The year 2011 marks twenty years since the first Corporate Law Teachers’ Association conference was held. The occasion was a celebration of the achievements of the Association over that time. In Australia, 2011 also marked twenty years since the commencement of the Corporations Law on 1 January 1991. Over this time frame there have been significant corporate law developments in New Zealand and other Asian and Pacific countries as well. Many of us will identify changes that have occurred in the past twenty years in respect of the legal, social and economic fabric of society.
2010 CLTA Conference
Law School, University of South Australia
7th – 9th February 2010
City West Campus
Adelaide
The 2010 Corporate Law Teachers Annual Conference explores the theme
Educating Lawyers:
Better Counsel and Better Managers of the Corporate Legal Framework
The global financial crisis continues to dominate world headlines and to drive rapid and wide ranging reform in corporate and securities law. Many of these reforms are designed to address the management of systemic risk and to curb executive excess. To a degree, they reflect a shortfall in previous reform intended to strengthen corporate governance.

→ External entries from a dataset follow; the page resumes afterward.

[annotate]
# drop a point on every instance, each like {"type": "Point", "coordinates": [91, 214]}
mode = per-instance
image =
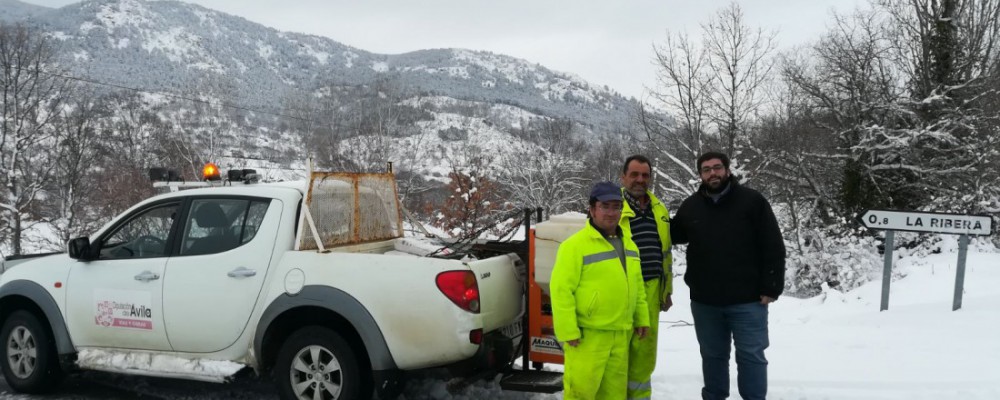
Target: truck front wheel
{"type": "Point", "coordinates": [317, 363]}
{"type": "Point", "coordinates": [29, 360]}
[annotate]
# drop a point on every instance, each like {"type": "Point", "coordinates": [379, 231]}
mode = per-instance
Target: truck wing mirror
{"type": "Point", "coordinates": [79, 249]}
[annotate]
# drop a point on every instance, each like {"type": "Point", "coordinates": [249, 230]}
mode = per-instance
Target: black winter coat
{"type": "Point", "coordinates": [735, 249]}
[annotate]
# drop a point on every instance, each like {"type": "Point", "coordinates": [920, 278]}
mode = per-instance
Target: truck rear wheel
{"type": "Point", "coordinates": [317, 363]}
{"type": "Point", "coordinates": [29, 360]}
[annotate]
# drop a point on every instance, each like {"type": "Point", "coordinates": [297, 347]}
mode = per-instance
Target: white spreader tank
{"type": "Point", "coordinates": [548, 235]}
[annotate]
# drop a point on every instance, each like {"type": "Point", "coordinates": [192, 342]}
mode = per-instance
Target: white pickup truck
{"type": "Point", "coordinates": [291, 281]}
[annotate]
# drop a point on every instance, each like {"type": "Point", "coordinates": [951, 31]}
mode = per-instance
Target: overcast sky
{"type": "Point", "coordinates": [605, 42]}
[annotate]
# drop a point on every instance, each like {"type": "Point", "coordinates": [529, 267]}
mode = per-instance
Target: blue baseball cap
{"type": "Point", "coordinates": [606, 191]}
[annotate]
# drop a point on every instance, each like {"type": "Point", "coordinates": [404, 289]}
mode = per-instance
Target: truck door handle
{"type": "Point", "coordinates": [146, 276]}
{"type": "Point", "coordinates": [241, 272]}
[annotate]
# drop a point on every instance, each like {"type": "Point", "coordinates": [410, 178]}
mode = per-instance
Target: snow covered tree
{"type": "Point", "coordinates": [739, 58]}
{"type": "Point", "coordinates": [474, 203]}
{"type": "Point", "coordinates": [30, 94]}
{"type": "Point", "coordinates": [73, 207]}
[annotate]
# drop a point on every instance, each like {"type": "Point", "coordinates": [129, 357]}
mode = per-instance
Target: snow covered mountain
{"type": "Point", "coordinates": [184, 48]}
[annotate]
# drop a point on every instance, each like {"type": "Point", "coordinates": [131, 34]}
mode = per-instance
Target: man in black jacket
{"type": "Point", "coordinates": [735, 268]}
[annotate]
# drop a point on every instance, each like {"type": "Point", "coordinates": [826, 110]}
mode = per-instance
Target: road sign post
{"type": "Point", "coordinates": [887, 269]}
{"type": "Point", "coordinates": [926, 222]}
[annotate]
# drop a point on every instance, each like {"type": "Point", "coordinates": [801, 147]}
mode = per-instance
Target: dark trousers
{"type": "Point", "coordinates": [717, 327]}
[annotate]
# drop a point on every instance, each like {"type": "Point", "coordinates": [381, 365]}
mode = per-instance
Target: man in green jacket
{"type": "Point", "coordinates": [646, 221]}
{"type": "Point", "coordinates": [598, 301]}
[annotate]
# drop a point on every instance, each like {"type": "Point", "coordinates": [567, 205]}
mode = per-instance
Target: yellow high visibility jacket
{"type": "Point", "coordinates": [663, 229]}
{"type": "Point", "coordinates": [590, 288]}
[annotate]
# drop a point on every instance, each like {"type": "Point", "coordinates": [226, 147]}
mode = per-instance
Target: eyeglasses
{"type": "Point", "coordinates": [610, 206]}
{"type": "Point", "coordinates": [716, 167]}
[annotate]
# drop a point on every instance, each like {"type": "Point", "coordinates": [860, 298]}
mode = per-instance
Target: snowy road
{"type": "Point", "coordinates": [103, 386]}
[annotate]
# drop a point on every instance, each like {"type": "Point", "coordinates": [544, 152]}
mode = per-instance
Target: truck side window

Simultaneously, business worldwide is preparing to adjust to a carbon constrained future. Carbon pollution reduction schemes and carbon trading will collaterally bear upon corporate management, corporate finance, and corporate insolvency.
Driven by financial volatility and climate change, the current reform agenda has significant implications for the practice of corporate counsel, compliance officers, regulators and law firms, and, in turn, for legal education and research. Legal professionals are both agents involved in previous failures and empowered as agents for change. That position therefore imposes responsibility upon corporate law educators to ensure that their students have the necessary legal, social and ethical understanding required to learn from the past and respond to future challenges.